The 33-year-old midfielder has full confidence in the Dutch forward who had come under scrutiny for less-than-impressive performances this season, particularly in United’s win over Arsenal.
“We all get criticised at certain times and it’s something you have to deal with,” Carrick said. “The best way to answer it is the way he did it against Hull.
“Robin scored a great goal and hopefully that will be the start of a good run over the weeks to come.”
And Carrick has also pointed to the fear factor of United’s other forwards when they’re on form.
He said: “When you have got him scoring, Wayne scoring and Falcao coming off the bench and nearly scoring, we’ll be a threat to anyone. You want those boys when they’re flying and it’s scary to play against.
“What Robin and Wayne did against Hull, we’ve seen that happen so often in the past and hopefully we’ll see that in the coming weeks again. It gives the whole team huge confidence and belief that, even if we’re not playing great, we’re always in the game.”
The former Spurs star, who signed for United in 2006, feels that Louis van Gaal’s side can go on a tear and claw themselves back to the United of old.
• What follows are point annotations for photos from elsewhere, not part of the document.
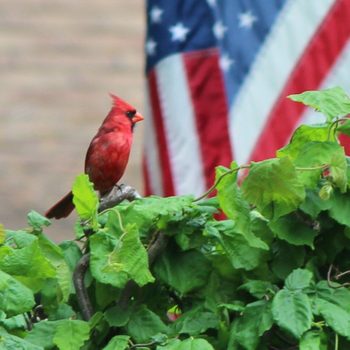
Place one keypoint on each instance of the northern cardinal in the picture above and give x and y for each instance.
(107, 155)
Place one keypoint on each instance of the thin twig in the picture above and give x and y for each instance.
(329, 280)
(82, 294)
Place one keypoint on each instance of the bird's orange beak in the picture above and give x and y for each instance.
(137, 118)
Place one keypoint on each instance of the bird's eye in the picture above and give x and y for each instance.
(130, 114)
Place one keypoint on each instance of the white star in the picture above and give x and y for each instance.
(151, 47)
(219, 30)
(178, 32)
(156, 14)
(226, 62)
(246, 19)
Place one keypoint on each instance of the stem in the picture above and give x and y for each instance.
(212, 188)
(316, 167)
(336, 342)
(82, 294)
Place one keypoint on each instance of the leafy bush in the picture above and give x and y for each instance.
(163, 273)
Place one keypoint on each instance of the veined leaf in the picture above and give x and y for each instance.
(71, 334)
(335, 316)
(115, 261)
(298, 279)
(313, 340)
(15, 298)
(273, 186)
(37, 221)
(302, 135)
(315, 154)
(292, 312)
(118, 342)
(2, 234)
(292, 230)
(256, 320)
(183, 271)
(84, 197)
(333, 102)
(144, 324)
(187, 344)
(231, 199)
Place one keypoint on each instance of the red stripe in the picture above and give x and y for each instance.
(207, 91)
(167, 179)
(317, 60)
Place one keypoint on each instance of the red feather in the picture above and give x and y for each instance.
(107, 155)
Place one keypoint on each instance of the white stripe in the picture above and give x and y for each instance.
(179, 124)
(337, 76)
(151, 150)
(290, 35)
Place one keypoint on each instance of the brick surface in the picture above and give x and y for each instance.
(58, 61)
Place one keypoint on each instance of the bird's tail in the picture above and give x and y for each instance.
(62, 208)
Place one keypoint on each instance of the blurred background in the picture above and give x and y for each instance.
(59, 59)
(218, 73)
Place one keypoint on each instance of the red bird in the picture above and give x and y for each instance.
(107, 155)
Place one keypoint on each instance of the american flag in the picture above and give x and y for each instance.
(218, 73)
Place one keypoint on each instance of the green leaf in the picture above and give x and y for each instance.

“I think everyone in the stadium felt it was a good performance and that’s the sort of standard we want to be at – dominating teams and winning.
“We’ve done it in the past but the past is the past. We need to do it again and hopefully as time goes on we can carry on like this and that fear factor will creep back.”
Manchester United host Stoke City on Tuesday night and Carrick has highlighted the importance of taking each game as it comes, rather than getting carried away with United’s current run of form.
“Arsenal was a huge result for us, but the performance wasn’t great. We got the performance for long periods against Hull, winning comfortably in the end, so we will look to keep that going against Stoke.
“But we can’t look too far ahead. We’ve never done that. We’ve never said, ‘Right, we need to go on a 10 or 15-game run’. It’s bit by bit.”